Reducing Income Inequality To Help "100%"

Posted by Caitlin Endyke

It's been almost exactly one year and one month since the start of the Occupy Wall Street movement and the moment when the term "income inequality" entered the national lexicon.  The time between then and now allowed academics across the country to begin to study how the extreme conditions of income inequality in this country affect us now and in the future. In the past week The New York Times has published two articles related to this idea.  

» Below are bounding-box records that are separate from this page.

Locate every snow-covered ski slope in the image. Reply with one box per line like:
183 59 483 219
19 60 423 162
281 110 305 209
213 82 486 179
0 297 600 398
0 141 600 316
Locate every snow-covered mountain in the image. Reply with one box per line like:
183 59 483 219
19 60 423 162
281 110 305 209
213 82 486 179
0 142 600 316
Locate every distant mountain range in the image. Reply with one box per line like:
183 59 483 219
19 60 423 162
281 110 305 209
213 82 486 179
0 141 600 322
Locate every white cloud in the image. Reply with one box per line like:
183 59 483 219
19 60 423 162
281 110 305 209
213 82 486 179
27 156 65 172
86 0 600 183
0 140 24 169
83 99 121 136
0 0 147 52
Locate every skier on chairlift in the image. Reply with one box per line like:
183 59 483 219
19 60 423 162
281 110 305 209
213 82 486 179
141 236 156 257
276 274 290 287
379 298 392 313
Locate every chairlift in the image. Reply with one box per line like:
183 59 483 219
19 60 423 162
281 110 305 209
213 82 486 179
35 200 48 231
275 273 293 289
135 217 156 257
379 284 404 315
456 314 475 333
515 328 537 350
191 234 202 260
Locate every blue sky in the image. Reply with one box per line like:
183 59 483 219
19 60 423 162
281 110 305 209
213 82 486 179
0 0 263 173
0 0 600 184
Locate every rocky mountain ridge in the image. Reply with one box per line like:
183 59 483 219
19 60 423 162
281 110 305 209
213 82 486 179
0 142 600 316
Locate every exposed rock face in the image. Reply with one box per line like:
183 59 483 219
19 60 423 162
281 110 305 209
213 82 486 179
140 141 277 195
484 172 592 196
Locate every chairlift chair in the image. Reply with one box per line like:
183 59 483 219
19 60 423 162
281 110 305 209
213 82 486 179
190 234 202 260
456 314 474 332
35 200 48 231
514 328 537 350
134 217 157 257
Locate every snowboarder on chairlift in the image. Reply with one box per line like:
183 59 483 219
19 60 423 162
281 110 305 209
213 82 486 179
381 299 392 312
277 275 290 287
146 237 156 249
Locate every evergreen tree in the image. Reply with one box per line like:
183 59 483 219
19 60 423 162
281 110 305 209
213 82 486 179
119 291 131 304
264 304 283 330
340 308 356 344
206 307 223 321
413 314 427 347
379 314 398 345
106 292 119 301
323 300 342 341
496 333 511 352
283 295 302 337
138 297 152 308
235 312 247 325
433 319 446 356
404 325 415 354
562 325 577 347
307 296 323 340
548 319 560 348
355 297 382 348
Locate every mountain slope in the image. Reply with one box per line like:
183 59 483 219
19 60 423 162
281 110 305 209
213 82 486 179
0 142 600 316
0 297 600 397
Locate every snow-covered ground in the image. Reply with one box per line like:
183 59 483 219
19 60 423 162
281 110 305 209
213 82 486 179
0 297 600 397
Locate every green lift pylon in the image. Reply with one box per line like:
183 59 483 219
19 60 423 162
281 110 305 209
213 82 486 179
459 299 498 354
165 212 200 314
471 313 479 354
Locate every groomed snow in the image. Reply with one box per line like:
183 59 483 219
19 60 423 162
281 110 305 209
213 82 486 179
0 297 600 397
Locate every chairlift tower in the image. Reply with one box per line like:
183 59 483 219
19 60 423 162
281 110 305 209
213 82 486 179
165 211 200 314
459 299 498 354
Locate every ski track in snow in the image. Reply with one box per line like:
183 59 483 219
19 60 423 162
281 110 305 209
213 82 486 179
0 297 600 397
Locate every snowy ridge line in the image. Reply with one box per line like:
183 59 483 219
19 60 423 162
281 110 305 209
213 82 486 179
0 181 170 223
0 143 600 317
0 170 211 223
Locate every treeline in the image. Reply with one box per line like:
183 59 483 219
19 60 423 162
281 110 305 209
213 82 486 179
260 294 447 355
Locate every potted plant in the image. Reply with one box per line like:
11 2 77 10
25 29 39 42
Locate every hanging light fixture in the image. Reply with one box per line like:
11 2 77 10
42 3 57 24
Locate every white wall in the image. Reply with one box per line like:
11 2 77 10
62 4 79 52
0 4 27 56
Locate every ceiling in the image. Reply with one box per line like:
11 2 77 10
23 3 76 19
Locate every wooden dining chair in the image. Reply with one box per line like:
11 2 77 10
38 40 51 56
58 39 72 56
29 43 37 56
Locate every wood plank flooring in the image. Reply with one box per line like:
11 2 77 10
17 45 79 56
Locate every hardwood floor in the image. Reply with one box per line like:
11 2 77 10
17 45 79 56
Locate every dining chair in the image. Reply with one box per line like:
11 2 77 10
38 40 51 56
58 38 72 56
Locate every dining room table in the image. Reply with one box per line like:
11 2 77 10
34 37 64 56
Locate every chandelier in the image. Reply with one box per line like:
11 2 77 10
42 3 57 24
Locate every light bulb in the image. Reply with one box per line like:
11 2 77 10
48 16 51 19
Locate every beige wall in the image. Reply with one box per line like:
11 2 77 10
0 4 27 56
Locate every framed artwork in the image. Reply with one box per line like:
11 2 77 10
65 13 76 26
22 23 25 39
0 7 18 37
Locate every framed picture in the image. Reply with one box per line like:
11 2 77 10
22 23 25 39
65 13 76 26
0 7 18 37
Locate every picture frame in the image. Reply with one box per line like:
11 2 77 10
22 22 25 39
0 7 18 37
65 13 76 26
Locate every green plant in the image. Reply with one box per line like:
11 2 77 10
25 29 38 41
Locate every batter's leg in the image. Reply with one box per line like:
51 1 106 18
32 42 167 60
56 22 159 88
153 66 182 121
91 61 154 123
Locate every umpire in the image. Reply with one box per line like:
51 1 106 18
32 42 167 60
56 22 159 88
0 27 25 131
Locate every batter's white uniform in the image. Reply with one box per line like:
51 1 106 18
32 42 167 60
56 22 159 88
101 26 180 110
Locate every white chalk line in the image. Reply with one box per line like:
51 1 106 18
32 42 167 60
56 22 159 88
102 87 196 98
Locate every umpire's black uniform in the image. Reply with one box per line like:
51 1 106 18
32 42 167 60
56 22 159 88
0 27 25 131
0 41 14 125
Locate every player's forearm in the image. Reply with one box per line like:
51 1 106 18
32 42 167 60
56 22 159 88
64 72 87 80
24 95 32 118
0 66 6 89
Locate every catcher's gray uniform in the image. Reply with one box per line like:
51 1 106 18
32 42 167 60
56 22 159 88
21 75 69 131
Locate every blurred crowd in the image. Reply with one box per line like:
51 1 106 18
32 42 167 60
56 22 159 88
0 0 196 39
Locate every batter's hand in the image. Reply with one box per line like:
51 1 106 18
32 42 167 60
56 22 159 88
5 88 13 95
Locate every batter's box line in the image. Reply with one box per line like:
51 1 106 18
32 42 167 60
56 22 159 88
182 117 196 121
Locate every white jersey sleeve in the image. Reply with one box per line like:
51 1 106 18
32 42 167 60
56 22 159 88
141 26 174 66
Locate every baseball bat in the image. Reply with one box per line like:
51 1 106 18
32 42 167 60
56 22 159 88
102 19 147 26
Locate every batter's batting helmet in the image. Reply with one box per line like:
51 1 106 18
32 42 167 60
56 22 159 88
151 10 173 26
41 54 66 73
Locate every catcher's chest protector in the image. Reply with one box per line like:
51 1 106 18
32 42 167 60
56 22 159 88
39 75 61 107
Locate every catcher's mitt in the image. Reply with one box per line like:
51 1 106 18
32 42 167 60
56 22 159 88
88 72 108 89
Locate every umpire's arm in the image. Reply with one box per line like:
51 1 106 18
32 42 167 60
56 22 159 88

The first (and, for this history major, most enlightening) article details some historical examples of other societies who have enacted policies that promote socioeconomic inequality.  The author asserts that the United States has instituted it's own example of medieval Venice's "Libro d'Oro", or "book of gold", which officially instituted a way of ensuring that only those born into the ruling class would continue to hold that power.  Beyond the ubiquitous tax code, the article notes other socially-implemented policies in this country that affect a person's ability to move up the socioeconomic ladder.  Things like legacy admissions at top universities, poor public school performance, and moves to de-unionize certain labor sectors have all contributed to the fact that those in the lower, working, and middle class find it harder and harder to move up.  While the United States once demonstrated one of the highest rates of economic mobility, now several studies are reporting that it is harder in the US to move from the social class of your birth than it is in most European countries.  It appears that those who have gained success seek to prevent anyone else from following in their footsteps.  As the article notes, "Elites that have prospered from inclusive systems can be tempted to pull up the ladder they climbed to the top". 

But, as the other article points out, this era of income inequality is unsustainable.   This piece discusses the results of a recent economic study by the IMF that shows that reducing income inequality and promoting economic growth might be "two sides of the same coin".  Conversely, if the US doesn't enact any specific policies to reduce the rate of income inequality, economic growth for the nation as a whole will come to a standstill.  This will obviously mostly effect those of us not in that 1%- as we continue to struggle to find work and pay the bills.  But, while the economic elites will continue to hold the majority of the wealth, they will also languish in a failing economy and so will their business interests. Perhaps we will be more successful if we re-frame the argument. Because, apparently, reducing income equality won't just help the 99%, it will help us all.